Como explican los editores, Pamela Jackson y Jonathan Lethem, todo empezó tras una visita convencional al dentista, donde se le suministró una dosis de pentotal sódico; una vez en su casa, mientras reposaba, abrió la puerta a una repartidora, en cuyo cuello pudo observar un colgante de un pez dorado —bellamente plasmado en la cubierta de esta edición—, símbolo tras el que se escondieron los primeros cristianos. Recogido el paquete con los medicamentos, recibió un fogonazo de luz rosa que lo hizo caerse sobre la cama, y que atribuyó al poder espiritual que emanaba del collar, siéndole mostradas ideas felices (o que se quieren visionarias), planos técnicos y pinturas extrañísimas. Ahí tuvo lugar el comienzo de la revelación, en un proceso, dice, de anamnesis, de recuerdo de un conocimiento absoluto, al que luego siguieron otros dos episodios psicodélicos: primero, un número abundantísimo de increíbles imágenes colapsó su canal óptico, para después recibir la visita de una entidad casi lovecraftiana («una entidad plasmática roja y dorada»). A partir de aquí, muchos sucesos pueden ir añadiéndose a la cesta (desde un puesto de tacos a diversos esquemas visuales, pasando por conversaciones con vasijas de barro, entidades —o deidades— malignas y benignas o la continuidad del Imperio romano), y el lector podrá encontrarlos si se lanza a la piscina de estos diarios, en los que se dará de bruces con la cara más íntima y en ocasiones vulnerable del genial escritor norteamericano. Por ejemplo, cuando leemos, a medio camino entre la duda, la autoparodia y la lucidez:
Si la teoría anterior es errónea (…), entonces ¿de qué ha servido mi obra? (…) ¿Todo esto no es más que una tontería? Se deben descartar mis obras (…) y mi experiencia de 2-74/2-75 se tiene que descartar como un brote psicótico. Se tiene que descartar todo: el trabajo de toda mi vida no significa nada, mi experiencia más preciada, y durante años soy y he sido solo un demente, porque todo está entrelazado, o todo se mantiene o se cae. (p. 457)

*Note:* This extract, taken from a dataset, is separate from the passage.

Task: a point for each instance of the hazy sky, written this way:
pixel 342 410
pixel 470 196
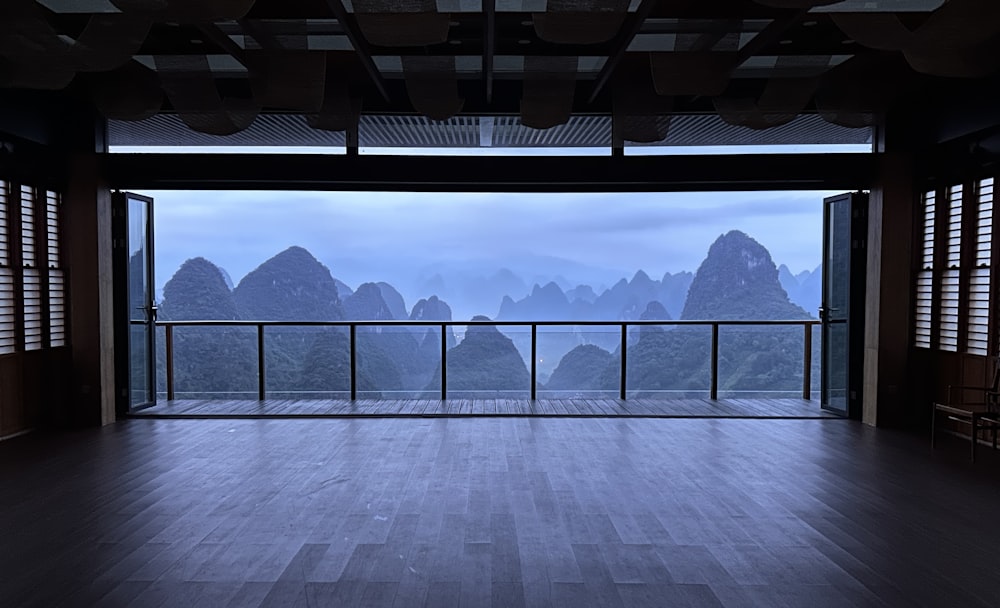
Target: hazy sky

La locura divina de Philip K. Dick era una locura esotérica, es decir, destinada a explicarse a sí mismo lo que le estaba ocurriendo, con lo que, frente a sus textos exotéricos (el resto de su producción dada a imprenta: 121 cuentos y 45 novelas), nunca tuvo la vocación de ver la luz. Por ello, en la Exégesis hallamos muchísima metafísica, reflexiones de taller y cuestionamientos de su propia obra junto con su teoría del tiempo ortogonal y su gnosticismo. Lo que está claro es que Dick pensaba que recibía mensajes (¿del profeta Elías, como sugirió en una carta a Ursula K. Le Guin?, ¿de su difunta hermana gemela Jane?, ¿de la Gran Raza, esos seres del cuento de Lovecraft capaces de mover su mente por el espacio-tiempo?) y escribía desde la verdad: ahora podemos leer su secreto en voz alta como quien asiste, escondido entre los arbustos, a un arcano conjuro.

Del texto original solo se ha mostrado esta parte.